For the reasons set forth below, the Court finds that Defendants failed to show Plaintiffs fraudulently joined Downtown Ford. Furthermore, the Court declines to dismiss Downtown Ford under Rule 21 of the Federal Rules of Civil Procedure. As a result, Downtown Ford defeats Defendants' claims of diversity jurisdiction under 28 U.S.C. § 1332(a) and prevents removal under 28 U.S.C. § 1441(b)(2). Because Defendants did not show they satisfied Section 1332's diversity requirement, the Court need not address the amount-in-controversy issue. The Court GRANTS Plaintiffs' motion to remand.
I. FACTUAL ALLEGATIONS
Plaintiffs bought a 2013 Ford Edge "in or about March 2013." Compl. at ¶ 8. Downtown Ford, a California dealership, sold Plaintiffs the vehicle. Compl. ¶¶ 5, 8. Ford Motor, a corporation incorporated in Delaware with a principal place of business in Michigan, manufactured and/or distributed the vehicle. Compl. ¶ 8. See also Notice of Removal ¶ 18.
Plaintiffs' newly-purchased vehicle included a 3-year/36,000-mile express bumper-to-bumper warranty and a 5-year/60,000-mile powertrain warranty. Compl. ¶ 9. During the warranty Plaintiff's vehicle displayed several defects. Compl. ¶ 10. On multiple occasions, Plaintiffs brought the defects to Defendants' attention and requested repairs. Compl. ¶¶ 14, 26. Defendants, nevertheless, failed to conform the vehicle to the applicable warranties, replace the vehicle, or provide restitution. Compl. ¶¶ 14, 18.
II. OPINION
A. Fraudulent Joinder
1. Legal Standard
For a defendant to remove a civil case from state court, he must prove the federal court has original jurisdiction over the suit. 28 U.S.C. § 1441. A federal court may exercise jurisdiction over a case involving purely state law claims when there is complete diversity between the parties and an amount in controversy exceeding $ 75,000. 28 U.S.C. § 1332(a). To satisfy Section 1332's diversity requirement, no plaintiff may be a citizen of the same state as any defendant. Id. When a case is removed on the basis diversity jurisdiction, no defendant may be a citizen of the state where Plaintiff brought the suit. 28 U.S.C. § 1441(b)(2).

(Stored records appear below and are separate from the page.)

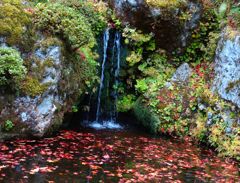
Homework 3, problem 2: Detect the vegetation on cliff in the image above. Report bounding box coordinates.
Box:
[0,0,240,162]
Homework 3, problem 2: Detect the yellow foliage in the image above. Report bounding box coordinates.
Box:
[146,0,186,8]
[0,0,30,45]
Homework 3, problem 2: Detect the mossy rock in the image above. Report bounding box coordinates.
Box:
[133,98,161,133]
[0,0,31,45]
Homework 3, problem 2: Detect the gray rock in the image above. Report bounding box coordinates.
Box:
[171,63,192,83]
[212,29,240,107]
[0,38,64,137]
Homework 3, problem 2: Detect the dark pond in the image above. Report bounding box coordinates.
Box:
[0,121,240,183]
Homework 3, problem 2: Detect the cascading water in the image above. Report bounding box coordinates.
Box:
[96,28,109,122]
[112,32,121,121]
[90,28,124,129]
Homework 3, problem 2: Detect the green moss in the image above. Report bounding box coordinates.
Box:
[133,98,161,133]
[226,79,240,92]
[21,76,49,97]
[146,0,186,8]
[0,0,31,45]
[117,95,136,112]
[0,47,26,88]
[34,3,95,48]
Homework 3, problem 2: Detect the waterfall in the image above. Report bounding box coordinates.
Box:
[113,32,121,121]
[96,28,109,122]
[91,28,123,129]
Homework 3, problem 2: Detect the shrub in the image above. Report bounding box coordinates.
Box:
[0,47,26,86]
[0,0,30,45]
[3,120,14,132]
[21,76,48,97]
[49,0,108,35]
[34,3,95,48]
[146,0,186,8]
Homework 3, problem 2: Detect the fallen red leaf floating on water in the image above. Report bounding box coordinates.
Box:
[103,154,110,159]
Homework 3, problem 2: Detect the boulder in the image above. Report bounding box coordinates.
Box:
[0,41,63,136]
[212,27,240,107]
[109,0,202,51]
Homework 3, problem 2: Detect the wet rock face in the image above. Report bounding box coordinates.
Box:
[14,46,62,136]
[109,0,202,51]
[171,63,192,83]
[0,40,64,137]
[212,29,240,108]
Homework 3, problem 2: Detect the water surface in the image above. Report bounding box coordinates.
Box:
[0,123,240,183]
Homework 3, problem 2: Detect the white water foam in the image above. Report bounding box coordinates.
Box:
[84,120,123,130]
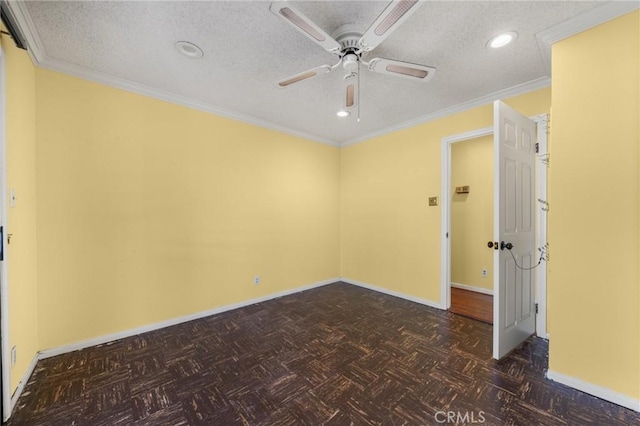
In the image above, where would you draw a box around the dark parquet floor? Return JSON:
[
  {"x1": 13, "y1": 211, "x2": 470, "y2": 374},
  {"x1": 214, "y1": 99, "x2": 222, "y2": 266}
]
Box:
[{"x1": 9, "y1": 283, "x2": 640, "y2": 426}]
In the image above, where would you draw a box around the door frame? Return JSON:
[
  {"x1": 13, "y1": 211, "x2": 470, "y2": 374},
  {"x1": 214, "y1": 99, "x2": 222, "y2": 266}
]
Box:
[{"x1": 440, "y1": 114, "x2": 549, "y2": 339}]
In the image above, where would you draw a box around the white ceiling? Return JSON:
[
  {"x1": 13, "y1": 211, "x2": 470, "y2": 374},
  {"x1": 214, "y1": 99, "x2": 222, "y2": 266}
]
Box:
[{"x1": 6, "y1": 1, "x2": 637, "y2": 144}]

A court will dismiss a fraudulently-joined defendant and disregard its citizenship when determining whether the parties are diverse. McCabe v. General Foods Corp., 811 F.2d 1336, 1339 (9th Cir. 1986). A joinder is fraudulent when (1) there is actual fraud in the pleading of jurisdictional facts; or (2) a plaintiff cannot establish a cause of action against the non-diverse party in state court. Id. Courts do not often find joinder fraudulent—the burden of persuasion is high and rests squarely on defendants' shoulders. Grancare, LLC v. Thrower by and through Mills, 889 F.3d 543, 548 (9th Cir. 2018). A court resolves "all disputed questions of fact and all ambiguities in the controlling state law . . . in the plaintiff's favor." Warner v. Select Portfolio Servicint, et al., 193 F. Supp. 3d 1132, 1135 (C.D. Cal. 2016). After which, it must "appear to near certainty" that joinder was fraudulent. Diaz v. Allstate Insur. Group, 185 F.R.D. 581, 586 (C.D. Cal. 1998).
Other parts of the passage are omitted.